OpenAI anunció haber resuelto el problema de existencia y regularidad de Navier-Stokes, uno de los siete Problemas del Milenio del Clay Mathematics Institute, dotados con un millón de dólares. La compañía publicó tanto la demostración analítica como su formalización en Lean, aunque el problema no está oficialmente resuelto: aún requiere el escrutinio de la comunidad matemática.
Para este trabajo se utilizó un modelo interno que la empresa describe como "significativamente más capaz" que GPT-6 Astra, el cual sigue en entrenamiento. El proyecto involucró aproximadamente 10.000 agentes coordinados durante 88 horas, con un consumo de varios millones de dólares en cómputo.

La historia del descubrimiento, sin embargo, se complica por el trabajo previo de académicos humanos. Tristan Buckmaster, de la Universidad de Nueva York, y Levent Alpöge, que trabaja en Anthropic, llevaban meses obteniendo avances en problemas relacionados. Su investigación continuaba una línea abierta por los matemáticos españoles Diego Córdoba y Luis Martínez-Zoroa.
OpenAI reconoce que comenzó a atacar este problema al descubrir que Anthropic lograba avances importantes. Aprovechar conocimientos públicos no es irregular, pero ha surgido controversia sobre si la compañía se benefició de trabajo privado.

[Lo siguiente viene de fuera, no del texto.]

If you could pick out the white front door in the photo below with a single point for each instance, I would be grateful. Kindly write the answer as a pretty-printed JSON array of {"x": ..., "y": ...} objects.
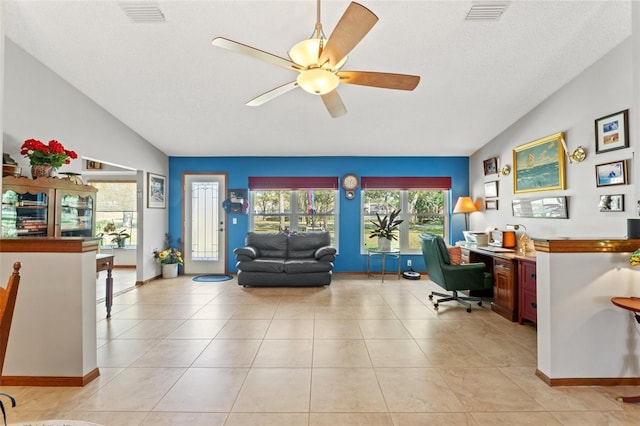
[{"x": 204, "y": 227}]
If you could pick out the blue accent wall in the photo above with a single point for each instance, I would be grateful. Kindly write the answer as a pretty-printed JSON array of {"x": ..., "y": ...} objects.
[{"x": 349, "y": 259}]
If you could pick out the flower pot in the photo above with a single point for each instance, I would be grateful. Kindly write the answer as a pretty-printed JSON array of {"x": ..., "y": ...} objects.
[
  {"x": 42, "y": 170},
  {"x": 384, "y": 244},
  {"x": 169, "y": 270}
]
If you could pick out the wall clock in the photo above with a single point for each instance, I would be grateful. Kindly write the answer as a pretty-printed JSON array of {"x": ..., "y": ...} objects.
[{"x": 350, "y": 183}]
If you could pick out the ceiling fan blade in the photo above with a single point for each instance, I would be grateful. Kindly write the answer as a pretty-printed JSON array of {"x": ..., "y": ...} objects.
[
  {"x": 355, "y": 23},
  {"x": 234, "y": 46},
  {"x": 333, "y": 103},
  {"x": 380, "y": 79},
  {"x": 272, "y": 94}
]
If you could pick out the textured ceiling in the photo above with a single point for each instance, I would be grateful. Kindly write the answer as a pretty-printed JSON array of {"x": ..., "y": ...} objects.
[{"x": 169, "y": 84}]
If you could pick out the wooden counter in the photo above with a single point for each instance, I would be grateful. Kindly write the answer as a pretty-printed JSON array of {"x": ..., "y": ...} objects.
[
  {"x": 583, "y": 338},
  {"x": 579, "y": 245},
  {"x": 53, "y": 334}
]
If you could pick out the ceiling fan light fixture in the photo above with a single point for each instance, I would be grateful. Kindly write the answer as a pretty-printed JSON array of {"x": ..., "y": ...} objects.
[
  {"x": 318, "y": 81},
  {"x": 306, "y": 52}
]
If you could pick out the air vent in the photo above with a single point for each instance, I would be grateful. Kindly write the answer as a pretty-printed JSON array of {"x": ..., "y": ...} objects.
[
  {"x": 143, "y": 13},
  {"x": 486, "y": 10}
]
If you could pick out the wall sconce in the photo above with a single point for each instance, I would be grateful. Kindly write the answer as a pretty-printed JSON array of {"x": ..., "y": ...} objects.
[{"x": 578, "y": 155}]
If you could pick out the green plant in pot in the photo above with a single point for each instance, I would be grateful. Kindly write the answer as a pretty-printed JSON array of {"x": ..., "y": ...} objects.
[
  {"x": 386, "y": 229},
  {"x": 119, "y": 237}
]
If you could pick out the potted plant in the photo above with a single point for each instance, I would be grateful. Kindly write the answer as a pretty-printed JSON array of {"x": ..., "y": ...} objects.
[
  {"x": 385, "y": 229},
  {"x": 119, "y": 237},
  {"x": 169, "y": 258},
  {"x": 46, "y": 158}
]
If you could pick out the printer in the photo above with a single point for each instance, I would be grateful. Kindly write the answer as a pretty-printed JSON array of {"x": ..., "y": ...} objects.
[
  {"x": 505, "y": 239},
  {"x": 479, "y": 238}
]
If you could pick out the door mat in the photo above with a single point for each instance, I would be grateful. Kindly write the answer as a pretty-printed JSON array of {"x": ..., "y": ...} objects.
[{"x": 212, "y": 278}]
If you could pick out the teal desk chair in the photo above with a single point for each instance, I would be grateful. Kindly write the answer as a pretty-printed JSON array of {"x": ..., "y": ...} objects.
[{"x": 453, "y": 278}]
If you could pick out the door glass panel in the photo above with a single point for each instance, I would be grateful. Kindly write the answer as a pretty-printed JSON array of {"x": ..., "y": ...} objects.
[{"x": 204, "y": 220}]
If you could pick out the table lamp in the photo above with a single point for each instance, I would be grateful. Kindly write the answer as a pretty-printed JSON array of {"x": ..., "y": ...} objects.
[{"x": 465, "y": 205}]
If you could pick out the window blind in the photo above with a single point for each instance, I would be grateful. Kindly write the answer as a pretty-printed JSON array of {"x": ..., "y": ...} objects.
[
  {"x": 406, "y": 182},
  {"x": 293, "y": 182}
]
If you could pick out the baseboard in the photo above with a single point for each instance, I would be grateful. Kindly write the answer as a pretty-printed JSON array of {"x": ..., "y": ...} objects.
[
  {"x": 50, "y": 380},
  {"x": 589, "y": 381}
]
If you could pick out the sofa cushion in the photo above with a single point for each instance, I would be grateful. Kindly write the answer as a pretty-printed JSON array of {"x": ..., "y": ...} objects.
[
  {"x": 265, "y": 264},
  {"x": 268, "y": 244},
  {"x": 326, "y": 254},
  {"x": 246, "y": 253},
  {"x": 302, "y": 266},
  {"x": 305, "y": 244}
]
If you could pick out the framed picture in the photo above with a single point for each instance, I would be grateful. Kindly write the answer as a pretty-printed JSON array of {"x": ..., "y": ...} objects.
[
  {"x": 612, "y": 132},
  {"x": 156, "y": 191},
  {"x": 236, "y": 202},
  {"x": 490, "y": 166},
  {"x": 544, "y": 207},
  {"x": 614, "y": 173},
  {"x": 611, "y": 203},
  {"x": 491, "y": 189},
  {"x": 491, "y": 205},
  {"x": 539, "y": 165}
]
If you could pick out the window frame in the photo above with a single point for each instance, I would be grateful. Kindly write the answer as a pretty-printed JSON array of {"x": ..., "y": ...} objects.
[
  {"x": 295, "y": 213},
  {"x": 404, "y": 229}
]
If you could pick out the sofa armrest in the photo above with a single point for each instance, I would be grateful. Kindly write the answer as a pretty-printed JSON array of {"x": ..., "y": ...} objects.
[
  {"x": 325, "y": 253},
  {"x": 248, "y": 252}
]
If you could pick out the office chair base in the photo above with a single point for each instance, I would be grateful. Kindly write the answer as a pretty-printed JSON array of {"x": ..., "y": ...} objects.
[{"x": 463, "y": 300}]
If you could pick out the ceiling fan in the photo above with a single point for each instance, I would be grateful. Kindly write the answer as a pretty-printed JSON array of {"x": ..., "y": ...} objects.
[{"x": 318, "y": 61}]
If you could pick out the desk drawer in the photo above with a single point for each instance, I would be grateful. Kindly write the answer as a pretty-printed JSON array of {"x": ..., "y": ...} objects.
[
  {"x": 500, "y": 263},
  {"x": 528, "y": 276}
]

Buckmaster y Alpöge habían utilizado herramientas de IA, incluido Codex, durante su investigación. El académico de Nueva York planteó la posibilidad de que la empresa hubiera accedido a esas sesiones privadas. La compañía lo niega y asegura que ni sus investigadores ni sus agentes vieron prompts, demostraciones o trabajo privado antes de su publicación.
A día de hoy no hay pruebas de que OpenAI "rebuscara" en conversaciones ajenas para encontrar la solución. Sin embargo, la empresa admite que no puede descartar que "datos anonimizados" derivados del uso de Codex por Buckmaster y Alpöge hayan contribuido a mejorar sus modelos. Esto deja en zona gris dónde termina el uso privado de una herramienta y dónde comienza el aprendizaje que los sistemas extraen de esas interacciones.

Buckmaster afirmó además que Sébastien Bubeck, de OpenAI, le propuso participar en la publicación del resultado dejando fuera a Alpöge, dado su vínculo con Anthropic. El matemático criticó la forma en que se llevaron a cabo dichas conversaciones.
El caso pone sobre la mesa preguntas pendientes sobre atribución científica en la era de los modelos de inteligencia artificial, donde la distinción entre trabajo humano original y contribución de sistemas automatizados resulta cada vez más difusa.